Le Sénégal, pays à majorité musulmane, est un phare de la démocratie sur le continent. En quoi l’islam, selon vous, est-il compatible avec la démocratie ?

Il est tout à fait pertinent de rappeler que le Sénégal a une solide tradition démocratique. Parce qu’au fond la fameuse question de la compatibilité de l’islam avec la démocratie n’est pas une question théorique. C’est une question éminemment pratique. Si on regarde dans le monde le nombre de pays musulmans qui sont des démocraties, ils ne sont pas très nombreux, mais ils existent. Et leur nombre va en augmentant. Donc la réponse à la question de la compatibilité entre islam et démocratie ne peut qu’être pratique, empirique. Car, si on pose cette question en considérant les seuls aspects théoriques, en se demandant ainsi si quelque chose dans l’essence même de l’islam s’oppose à quelque chose dans l’essence même de la démocratie, une telle question ne peut pas trouver de réponse. Il suffit de la poser pour n’importe quelle religion pour se rendre compte de cela. Si je pose la question de savoir si le catholicisme est compatible avec la démocratie, et si je regarde l’histoire du catholicisme, des révolutions et des contre-révolutions en France, j’ai tendance à répondre non. Mais, si je considère l’histoire de la République en France au XXe siècle, alors j’ai tendance à dire oui. Donc la réponse à la question de la compatibilité entre quelque religion que ce soit et la démocratie est toujours d’ordre pratique.

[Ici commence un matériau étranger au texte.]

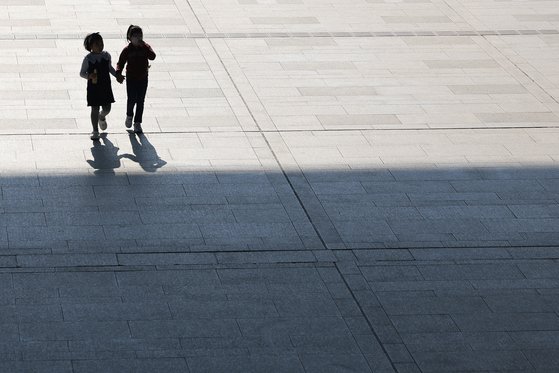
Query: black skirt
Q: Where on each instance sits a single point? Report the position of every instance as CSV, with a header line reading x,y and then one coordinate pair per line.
x,y
100,94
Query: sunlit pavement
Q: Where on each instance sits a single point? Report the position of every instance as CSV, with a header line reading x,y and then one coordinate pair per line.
x,y
322,186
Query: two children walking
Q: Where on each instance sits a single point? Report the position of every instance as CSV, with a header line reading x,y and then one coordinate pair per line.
x,y
97,68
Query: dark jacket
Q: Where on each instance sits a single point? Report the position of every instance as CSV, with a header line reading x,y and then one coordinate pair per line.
x,y
137,60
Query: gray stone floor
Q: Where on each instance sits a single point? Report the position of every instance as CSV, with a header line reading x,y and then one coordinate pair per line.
x,y
322,186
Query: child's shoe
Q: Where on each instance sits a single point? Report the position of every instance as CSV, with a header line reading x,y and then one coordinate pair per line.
x,y
138,128
102,123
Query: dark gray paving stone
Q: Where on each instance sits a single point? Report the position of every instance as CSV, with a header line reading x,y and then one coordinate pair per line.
x,y
507,321
460,253
416,305
23,281
517,303
268,363
131,365
42,233
123,344
547,269
279,343
36,366
153,231
536,339
186,309
32,313
301,305
216,214
534,252
293,326
391,273
334,363
191,327
38,331
151,278
420,285
93,218
408,187
543,360
66,260
22,219
471,361
165,258
470,271
424,323
267,257
320,343
285,275
10,333
366,256
116,311
464,226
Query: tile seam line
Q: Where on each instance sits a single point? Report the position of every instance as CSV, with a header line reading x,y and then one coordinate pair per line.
x,y
299,200
260,35
487,128
376,336
522,71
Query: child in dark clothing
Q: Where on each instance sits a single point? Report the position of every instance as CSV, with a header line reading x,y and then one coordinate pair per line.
x,y
136,54
96,67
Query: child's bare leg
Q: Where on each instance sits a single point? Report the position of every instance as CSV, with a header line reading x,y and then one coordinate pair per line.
x,y
95,118
106,110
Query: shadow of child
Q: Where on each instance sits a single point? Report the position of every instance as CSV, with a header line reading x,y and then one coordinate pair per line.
x,y
144,153
105,156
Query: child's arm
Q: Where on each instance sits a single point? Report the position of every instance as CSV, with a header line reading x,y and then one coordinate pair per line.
x,y
151,53
121,61
85,66
111,68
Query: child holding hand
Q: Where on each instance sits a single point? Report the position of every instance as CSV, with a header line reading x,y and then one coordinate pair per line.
x,y
96,67
135,55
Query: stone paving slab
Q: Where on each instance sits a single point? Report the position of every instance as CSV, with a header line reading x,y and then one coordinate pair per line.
x,y
322,186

De ce point de vue, des pays comme le Sénégal, la Tunisie, la Turquie, l’Indonésie, la Malaisie ou encore d’autres, en dépit de régressions démocratiques conjoncturelles toujours possibles, sont en train de faire la preuve que démocratie et islam peuvent parfaitement coexister.

Alors que Daech et Al-Qaïda terrorisent la terre entière, où situez-vous les défis que l’islam doit relever en ce début de XXIe siècle ?

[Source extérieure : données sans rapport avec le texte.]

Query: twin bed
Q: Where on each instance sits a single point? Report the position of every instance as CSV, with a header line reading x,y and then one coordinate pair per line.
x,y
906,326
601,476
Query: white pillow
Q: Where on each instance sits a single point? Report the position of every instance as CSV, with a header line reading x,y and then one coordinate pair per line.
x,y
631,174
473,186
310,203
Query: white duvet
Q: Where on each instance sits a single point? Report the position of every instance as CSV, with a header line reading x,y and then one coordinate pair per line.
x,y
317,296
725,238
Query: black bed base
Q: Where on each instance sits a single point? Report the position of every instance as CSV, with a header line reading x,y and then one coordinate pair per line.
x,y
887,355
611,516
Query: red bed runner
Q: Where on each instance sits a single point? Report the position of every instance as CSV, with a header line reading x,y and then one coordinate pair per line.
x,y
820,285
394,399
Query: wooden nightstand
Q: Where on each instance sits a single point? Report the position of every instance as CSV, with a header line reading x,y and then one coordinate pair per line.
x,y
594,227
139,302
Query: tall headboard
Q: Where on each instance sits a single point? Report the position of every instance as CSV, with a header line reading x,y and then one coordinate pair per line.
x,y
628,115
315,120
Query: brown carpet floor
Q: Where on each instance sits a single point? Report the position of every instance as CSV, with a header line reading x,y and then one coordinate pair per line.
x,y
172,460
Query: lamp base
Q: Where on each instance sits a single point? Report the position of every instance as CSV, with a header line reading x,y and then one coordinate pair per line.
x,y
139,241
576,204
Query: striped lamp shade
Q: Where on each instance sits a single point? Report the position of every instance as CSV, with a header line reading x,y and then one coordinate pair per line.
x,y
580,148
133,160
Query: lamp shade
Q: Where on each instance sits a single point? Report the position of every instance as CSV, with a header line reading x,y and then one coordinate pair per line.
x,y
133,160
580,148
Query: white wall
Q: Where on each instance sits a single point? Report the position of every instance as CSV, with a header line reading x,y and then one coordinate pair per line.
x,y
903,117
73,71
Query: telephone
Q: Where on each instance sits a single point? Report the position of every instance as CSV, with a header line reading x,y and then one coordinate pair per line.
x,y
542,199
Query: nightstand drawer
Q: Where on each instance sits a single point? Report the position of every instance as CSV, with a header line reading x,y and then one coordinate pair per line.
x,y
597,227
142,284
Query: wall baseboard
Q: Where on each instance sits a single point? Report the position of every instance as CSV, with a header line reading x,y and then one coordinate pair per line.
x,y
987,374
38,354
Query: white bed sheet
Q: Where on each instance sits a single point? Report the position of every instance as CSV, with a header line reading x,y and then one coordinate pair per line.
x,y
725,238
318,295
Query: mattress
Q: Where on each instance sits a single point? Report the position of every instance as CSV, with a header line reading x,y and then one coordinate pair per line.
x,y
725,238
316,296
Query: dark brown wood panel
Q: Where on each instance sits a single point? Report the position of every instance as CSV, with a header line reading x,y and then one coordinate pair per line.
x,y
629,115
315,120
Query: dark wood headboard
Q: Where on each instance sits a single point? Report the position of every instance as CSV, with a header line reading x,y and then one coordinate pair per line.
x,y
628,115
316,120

Malheureusement, le terrorisme est aujourd’hui universel. Les musulmans, par conséquent, font face à cet énorme défi dont ils sont – il faut le rappeler – les premières victimes. Les pays les plus touchés par le terrorisme sont en effet les pays musulmans. Qui plus est, ce terrorisme, qui se réclame de la religion musulmane, défigure cette dernière. Et celle-ci est, au surplus, défigurée par ceux qui considèrent que l’islam serait naturellement porteur de violence, comme l’attestent les nombreux propos islamophobes qui ont libre cours dans la conjoncture.

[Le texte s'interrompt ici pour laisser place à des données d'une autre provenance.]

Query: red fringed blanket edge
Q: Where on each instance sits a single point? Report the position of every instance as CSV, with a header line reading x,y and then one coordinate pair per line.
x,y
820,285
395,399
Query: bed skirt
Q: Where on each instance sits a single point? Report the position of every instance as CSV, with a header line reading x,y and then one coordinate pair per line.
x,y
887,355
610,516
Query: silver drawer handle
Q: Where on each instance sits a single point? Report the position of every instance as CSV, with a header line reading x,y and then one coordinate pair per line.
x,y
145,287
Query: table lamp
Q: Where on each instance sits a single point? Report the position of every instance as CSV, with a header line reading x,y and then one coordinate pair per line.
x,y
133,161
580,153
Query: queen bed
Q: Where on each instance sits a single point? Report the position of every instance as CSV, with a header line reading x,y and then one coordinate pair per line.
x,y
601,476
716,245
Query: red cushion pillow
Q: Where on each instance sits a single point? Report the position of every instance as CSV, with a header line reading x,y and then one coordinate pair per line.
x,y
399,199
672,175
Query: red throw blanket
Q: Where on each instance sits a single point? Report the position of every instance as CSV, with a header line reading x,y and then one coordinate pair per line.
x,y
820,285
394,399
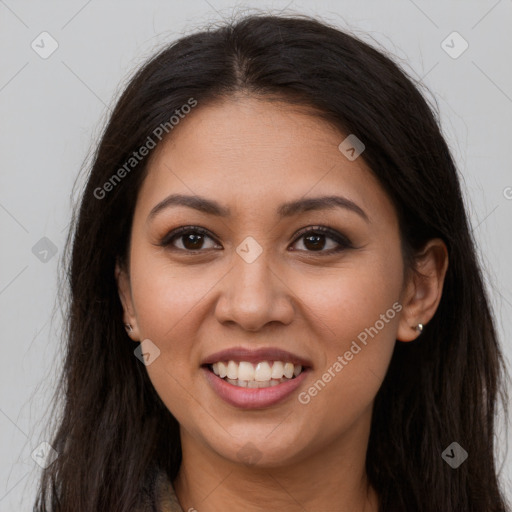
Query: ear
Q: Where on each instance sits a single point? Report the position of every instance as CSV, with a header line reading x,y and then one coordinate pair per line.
x,y
125,295
422,292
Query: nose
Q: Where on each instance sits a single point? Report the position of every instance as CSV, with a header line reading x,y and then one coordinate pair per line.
x,y
254,295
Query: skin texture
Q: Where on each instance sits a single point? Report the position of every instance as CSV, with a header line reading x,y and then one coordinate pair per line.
x,y
251,156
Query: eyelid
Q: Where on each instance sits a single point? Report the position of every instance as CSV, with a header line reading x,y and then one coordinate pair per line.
x,y
342,240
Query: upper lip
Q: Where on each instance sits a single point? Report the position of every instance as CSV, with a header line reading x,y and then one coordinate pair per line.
x,y
255,356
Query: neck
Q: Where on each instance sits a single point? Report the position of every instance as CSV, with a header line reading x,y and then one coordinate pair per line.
x,y
330,478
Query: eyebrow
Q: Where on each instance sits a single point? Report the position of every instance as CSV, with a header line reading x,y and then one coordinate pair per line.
x,y
289,209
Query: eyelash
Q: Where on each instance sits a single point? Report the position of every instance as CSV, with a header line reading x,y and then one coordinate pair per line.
x,y
343,241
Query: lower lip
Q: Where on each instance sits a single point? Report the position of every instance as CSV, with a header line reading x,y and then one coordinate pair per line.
x,y
253,398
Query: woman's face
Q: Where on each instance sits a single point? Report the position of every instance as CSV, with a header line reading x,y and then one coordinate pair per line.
x,y
261,278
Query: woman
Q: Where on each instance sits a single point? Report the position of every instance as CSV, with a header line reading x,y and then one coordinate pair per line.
x,y
275,218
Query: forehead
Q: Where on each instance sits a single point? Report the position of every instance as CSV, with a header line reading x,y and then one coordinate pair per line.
x,y
252,153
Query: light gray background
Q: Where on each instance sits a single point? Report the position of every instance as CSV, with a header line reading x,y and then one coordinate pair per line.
x,y
52,111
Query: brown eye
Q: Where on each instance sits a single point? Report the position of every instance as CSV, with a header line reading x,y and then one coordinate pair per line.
x,y
189,237
315,240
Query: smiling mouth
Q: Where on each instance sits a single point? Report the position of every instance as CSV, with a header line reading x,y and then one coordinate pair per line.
x,y
263,374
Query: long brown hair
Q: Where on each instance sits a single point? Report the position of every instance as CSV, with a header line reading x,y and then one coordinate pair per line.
x,y
114,432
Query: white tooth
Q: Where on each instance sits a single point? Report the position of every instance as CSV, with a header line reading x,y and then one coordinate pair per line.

Face à ce défi, le monde musulman doit répondre en particulier en faisant en sorte que la transmission aux jeunes générations de l’islam comme tradition spirituelle et intellectuelle que cette religion est – et qu’on a tendance à oublier aujourd’hui – puisse effectivement s’opérer. L’islam n’est tout de même pas né le 11 septembre 2001 ! C’est important de le dire, car aujourd’hui il y a une crise de la transmission. C’est donc un défi majeur auquel l’islam doit répondre.